Часто ему вспоминался давний разговор с лордом Мальмсбери, который был его другом, хотя он так и не смог простить ему того, что тот не предупредил его о вульгарности Каролины Брауншвейгской. Ведь Мальмсбери, королевский посол, поехавший в Брауншвейг, чтобы договориться о браке, прекрасно знал о грубости Каролины, о ее нечистоплотности, о том, что она не годится ему в жены. Всякий раз, когда он думал о ней, его слегка вздернутый нос, такой очаровательный в молодости, морщился от отвращения. Всего этого не произошло бы, если бы он мог официально жениться на Марии Фитцерберт. Он был бы счастливым человеком, монархом, которого любит его народ, и разве мог бы он найти женщину, более достойную стать его королевой, чем Мария?

Но жизнь обошлась с ним жестоко.

Регент был уверен в том, что, если бы он мог избавиться от этой женщины и жениться вновь – на сей раз на своей собственной избраннице, – у него быстро появился бы наследник мужского пола. Это положило бы конец надеждам его дочери Шарлотты на престол, чему он был бы рад. Шарлотта пользовалась популярностью в народе, который, казалось, ждет не дождется, когда Георг уйдет и она станет королевой. Говорили, что англичане предпочитают королям королев. Бытовало суеверие, согласно которому при них страна процветала, как это было при Елизавете и Анне.

И теперь они ждали, чтобы Шарлотта стала королевой, бурно приветствуя ее всякий раз при встрече, а она прекрасно знала об этом и делала все, чтобы поощрять такое отношение к себе. Шарлотта появлялась среди людей, любовно держа под руку своего мужа Леопольда; пресса тепло писала о ней, и сейчас, когда она ожидала в Клэрмонте рождения ребенка, принцесса стала для народа предметом слепого обожания.

Мать регента, королева Шарлотта, утверждала, что никогда еще королевская семья не пользовалась таким расположением, и все это только благодаря ее внучке, к тому же ее тезке. Если не считать рождения детей – конечно, в умеренных количествах, – народу больше всего нравились браки в его королевской семье. В ее собственной жизни такие счастливые события случались слишком часто: ведь она дала стране пятнадцать детей. Это чересчур, в особенности если учесть, что каждого из них нужно было наделить титулом и доходом.
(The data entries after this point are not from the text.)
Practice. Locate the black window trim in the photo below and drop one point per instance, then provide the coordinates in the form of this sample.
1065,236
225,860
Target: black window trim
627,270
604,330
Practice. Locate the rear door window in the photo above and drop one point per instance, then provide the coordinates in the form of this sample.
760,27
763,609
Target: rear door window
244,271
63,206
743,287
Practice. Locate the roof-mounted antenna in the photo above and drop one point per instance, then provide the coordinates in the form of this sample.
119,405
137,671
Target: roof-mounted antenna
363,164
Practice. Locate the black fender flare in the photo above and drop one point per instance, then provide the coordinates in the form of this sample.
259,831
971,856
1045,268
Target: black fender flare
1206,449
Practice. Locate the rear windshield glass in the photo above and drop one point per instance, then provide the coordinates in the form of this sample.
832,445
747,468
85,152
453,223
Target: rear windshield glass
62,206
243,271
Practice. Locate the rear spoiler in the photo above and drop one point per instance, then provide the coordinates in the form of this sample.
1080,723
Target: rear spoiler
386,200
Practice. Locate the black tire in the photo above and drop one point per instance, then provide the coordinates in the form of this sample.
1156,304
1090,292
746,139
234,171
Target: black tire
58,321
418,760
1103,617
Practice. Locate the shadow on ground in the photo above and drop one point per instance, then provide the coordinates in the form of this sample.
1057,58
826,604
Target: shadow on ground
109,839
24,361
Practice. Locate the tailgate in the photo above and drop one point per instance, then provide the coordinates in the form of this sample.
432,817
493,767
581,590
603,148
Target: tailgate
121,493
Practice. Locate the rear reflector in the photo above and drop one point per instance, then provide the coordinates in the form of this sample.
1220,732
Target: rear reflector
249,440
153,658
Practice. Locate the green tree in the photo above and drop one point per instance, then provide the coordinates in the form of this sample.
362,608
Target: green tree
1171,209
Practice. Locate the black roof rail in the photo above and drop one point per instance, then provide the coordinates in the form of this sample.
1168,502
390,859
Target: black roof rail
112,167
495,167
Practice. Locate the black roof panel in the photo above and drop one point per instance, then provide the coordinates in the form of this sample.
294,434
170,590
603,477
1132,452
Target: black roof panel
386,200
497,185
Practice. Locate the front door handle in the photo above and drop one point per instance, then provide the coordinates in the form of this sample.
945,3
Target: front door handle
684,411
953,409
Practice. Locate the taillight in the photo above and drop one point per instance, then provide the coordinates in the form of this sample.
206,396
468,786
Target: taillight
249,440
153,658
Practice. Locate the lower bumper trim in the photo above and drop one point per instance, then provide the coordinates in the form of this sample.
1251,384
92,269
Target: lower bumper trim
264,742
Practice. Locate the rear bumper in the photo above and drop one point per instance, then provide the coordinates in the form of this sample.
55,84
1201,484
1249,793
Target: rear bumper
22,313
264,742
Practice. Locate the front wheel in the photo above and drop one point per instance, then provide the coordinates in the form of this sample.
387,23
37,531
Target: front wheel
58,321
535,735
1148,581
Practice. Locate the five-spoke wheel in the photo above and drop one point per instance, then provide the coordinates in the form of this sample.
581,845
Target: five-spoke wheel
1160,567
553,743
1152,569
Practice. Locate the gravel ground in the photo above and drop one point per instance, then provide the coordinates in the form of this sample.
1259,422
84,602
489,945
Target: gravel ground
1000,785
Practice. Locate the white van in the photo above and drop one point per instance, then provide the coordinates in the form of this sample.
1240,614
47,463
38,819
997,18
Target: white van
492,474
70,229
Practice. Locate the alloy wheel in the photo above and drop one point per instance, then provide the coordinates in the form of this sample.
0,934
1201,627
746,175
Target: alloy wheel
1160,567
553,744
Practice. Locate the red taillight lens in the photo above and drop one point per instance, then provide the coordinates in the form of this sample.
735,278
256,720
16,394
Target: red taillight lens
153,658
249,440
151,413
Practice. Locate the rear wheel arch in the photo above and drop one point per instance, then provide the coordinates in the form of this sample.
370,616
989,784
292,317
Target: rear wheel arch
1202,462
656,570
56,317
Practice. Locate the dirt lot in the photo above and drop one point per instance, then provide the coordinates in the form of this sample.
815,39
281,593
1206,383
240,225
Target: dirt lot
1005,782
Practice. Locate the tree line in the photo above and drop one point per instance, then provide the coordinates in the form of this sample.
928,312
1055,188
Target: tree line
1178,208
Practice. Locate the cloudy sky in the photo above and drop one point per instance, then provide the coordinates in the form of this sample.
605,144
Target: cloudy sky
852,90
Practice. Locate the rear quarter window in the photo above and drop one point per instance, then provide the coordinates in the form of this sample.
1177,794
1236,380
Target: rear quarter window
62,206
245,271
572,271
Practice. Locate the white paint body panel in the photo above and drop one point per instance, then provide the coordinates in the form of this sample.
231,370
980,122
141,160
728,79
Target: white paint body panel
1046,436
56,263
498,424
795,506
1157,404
Двое из них умерли еще до того, как им понадобились эти дорогостоящие атрибуты, но и тринадцать тоже большое число, причем семеро из них – сыновья!

Жизнь такая капризная штука. У короля с королевой было пятнадцать детей, а у регента – всего один ребенок, да и та девочка.

Поэтому нет ничего удивительного в том, что все взоры были обращены на Клэрмонт, где принцесса Шарлотта, предполагаемая наследница английского престола, ожидала рождения ребенка.

Но еще до конца этого важного года принцесса Шарлотта родила мертвого сына.

Так что напрасно ожидали ребенка – будущего короля Англии. Еще страшней то, что вскоре после родов сама Шарлотта, пока лишь юная наследница престола, тоже умерла.

Казалось, Ганноверская династия прекратит свое существование, если не будут приняты срочные меры.

Страна нуждалась в наследнике. Стареющие сыновья короля, отошедшего от дел из-за помрачения рассудка, должны были жениться без промедления.